O sexting não é, necessariamente, uma preliminar para casais que irão se encontrar em breve. Ele é uma relação por si só, muitas vezes um substituto
Michelle Drouin, professora da Universidade de Indiana
Feito com segurança, o sexo virtual pode ter efeitos positivos no exercício da comunicação sexual com o parceiro, segundo levantamento feito com 870 homens e mulheres entre 18 e 82 anos na Universidade Drexel, nos Estados Unidos. É uma forma de, em alguma medida, construir intimidade ao começar a se relacionar com alguém ou mesmo quando já se está em um caso com sexo de carne e osso. Confinado durante a pandemia, um casal de namorados do Rio de Janeiro, de 33 e 35 anos, contou que alimenta a fantasia de incluir uma nova parceira sexual como uma experiência, já que a mulher é bissexual e está numa relação hétero. “Eu queria muito e achei que aconteceria no Carnaval ou pouco depois, mas não rolou”, diz ela. Agora, eles se contentam com sexts e nudes.
Nessa linguagem digital, nudes podem ser as estrelas. Com mais tempo em casa, estamos também mais disponíveis para explorá-las. Para se sentir mais resguardada, evite compartilhar fotos em que sua identidade pode ser facilmente reconhecida (mostrando o rosto, por exemplo), mas também é válido usar apps que deletam a foto logo após a visualização. As conversas privadas do Instagram ou DMs oferecem esse recurso. Isso se você não quiser que seu webnamorado mantenha o arquivo para futuras consultas.

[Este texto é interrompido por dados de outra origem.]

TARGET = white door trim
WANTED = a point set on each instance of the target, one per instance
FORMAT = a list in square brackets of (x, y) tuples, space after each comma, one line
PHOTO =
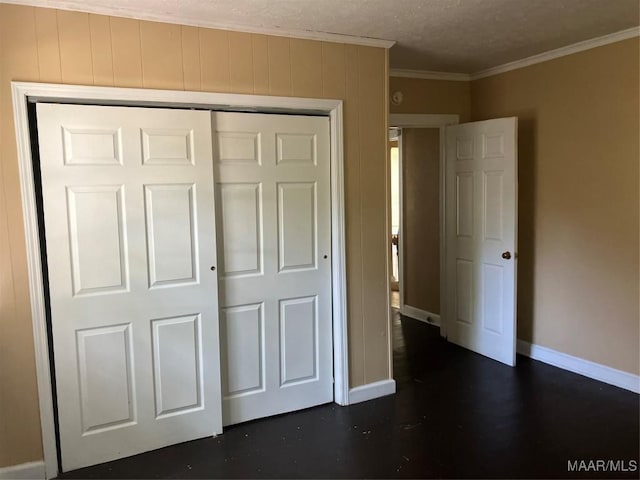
[(410, 120), (23, 92)]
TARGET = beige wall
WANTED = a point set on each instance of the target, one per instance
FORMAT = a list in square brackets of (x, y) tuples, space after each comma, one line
[(43, 45), (578, 133), (421, 218), (432, 96)]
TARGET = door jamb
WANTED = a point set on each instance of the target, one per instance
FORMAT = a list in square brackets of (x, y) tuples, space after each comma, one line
[(24, 92), (400, 120)]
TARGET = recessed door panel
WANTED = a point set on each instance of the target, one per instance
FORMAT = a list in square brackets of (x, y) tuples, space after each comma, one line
[(243, 337), (492, 145), (97, 236), (238, 148), (167, 146), (492, 288), (493, 200), (481, 236), (106, 378), (464, 291), (464, 204), (296, 225), (298, 325), (171, 235), (464, 148), (92, 146), (241, 208), (177, 364), (296, 149)]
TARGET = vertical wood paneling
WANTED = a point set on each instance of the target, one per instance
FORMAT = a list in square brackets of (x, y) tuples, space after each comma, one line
[(373, 196), (260, 64), (191, 58), (279, 66), (38, 44), (161, 49), (19, 393), (101, 50), (353, 205), (306, 68), (48, 47), (125, 47), (75, 47), (214, 60), (241, 62), (333, 70)]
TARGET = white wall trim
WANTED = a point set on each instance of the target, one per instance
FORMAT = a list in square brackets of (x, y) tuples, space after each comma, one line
[(371, 391), (558, 52), (180, 19), (30, 470), (419, 314), (429, 75), (590, 369), (24, 92), (524, 62)]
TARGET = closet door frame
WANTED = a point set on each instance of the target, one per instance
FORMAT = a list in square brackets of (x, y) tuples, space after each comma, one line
[(25, 93)]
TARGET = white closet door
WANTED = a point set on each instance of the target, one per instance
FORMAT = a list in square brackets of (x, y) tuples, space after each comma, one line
[(274, 246), (481, 219), (130, 238)]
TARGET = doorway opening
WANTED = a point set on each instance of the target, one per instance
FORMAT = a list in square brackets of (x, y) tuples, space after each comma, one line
[(394, 159)]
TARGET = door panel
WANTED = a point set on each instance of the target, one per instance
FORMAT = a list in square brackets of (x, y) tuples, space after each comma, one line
[(481, 225), (130, 237), (275, 242)]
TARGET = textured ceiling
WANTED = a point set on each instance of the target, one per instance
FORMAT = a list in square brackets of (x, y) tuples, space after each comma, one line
[(463, 36)]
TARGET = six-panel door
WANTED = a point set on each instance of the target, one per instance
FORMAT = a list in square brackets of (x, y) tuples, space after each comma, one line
[(273, 187), (481, 236), (130, 235)]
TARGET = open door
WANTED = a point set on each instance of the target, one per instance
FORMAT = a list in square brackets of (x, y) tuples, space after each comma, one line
[(481, 237)]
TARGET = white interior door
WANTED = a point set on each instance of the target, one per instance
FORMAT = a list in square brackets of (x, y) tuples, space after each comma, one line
[(130, 237), (274, 247), (481, 236)]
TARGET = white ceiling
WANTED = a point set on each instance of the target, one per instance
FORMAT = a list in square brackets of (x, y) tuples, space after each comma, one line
[(463, 36)]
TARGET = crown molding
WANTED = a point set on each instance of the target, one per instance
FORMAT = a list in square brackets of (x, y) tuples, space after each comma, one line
[(80, 6), (429, 75), (559, 52)]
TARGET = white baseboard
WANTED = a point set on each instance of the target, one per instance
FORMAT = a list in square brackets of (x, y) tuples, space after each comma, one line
[(31, 470), (419, 314), (590, 369), (371, 391)]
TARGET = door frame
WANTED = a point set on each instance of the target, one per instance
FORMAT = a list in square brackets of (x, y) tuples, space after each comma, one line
[(25, 92), (400, 121)]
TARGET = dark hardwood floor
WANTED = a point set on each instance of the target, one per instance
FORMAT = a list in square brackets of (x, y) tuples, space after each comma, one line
[(455, 415)]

Fazer nudes e não enviar, diga-se, pode funcionar como uma ferramenta de construção de confiança sobre o próprio corpo, enxergando-o por ângulos que o espelho não mostra e encontrando sua sensualidade. Em seguida, guarde os cliques em um lugar protegido, como uma pasta privada no armazenamento em nuvem. A verdade é que, acima de tudo, o confinamento é a grande oportunidade de você seguir as suas vontades. Afinal, quem poderá julgar escolhas e relacionamentos na atual situação em que vivemos?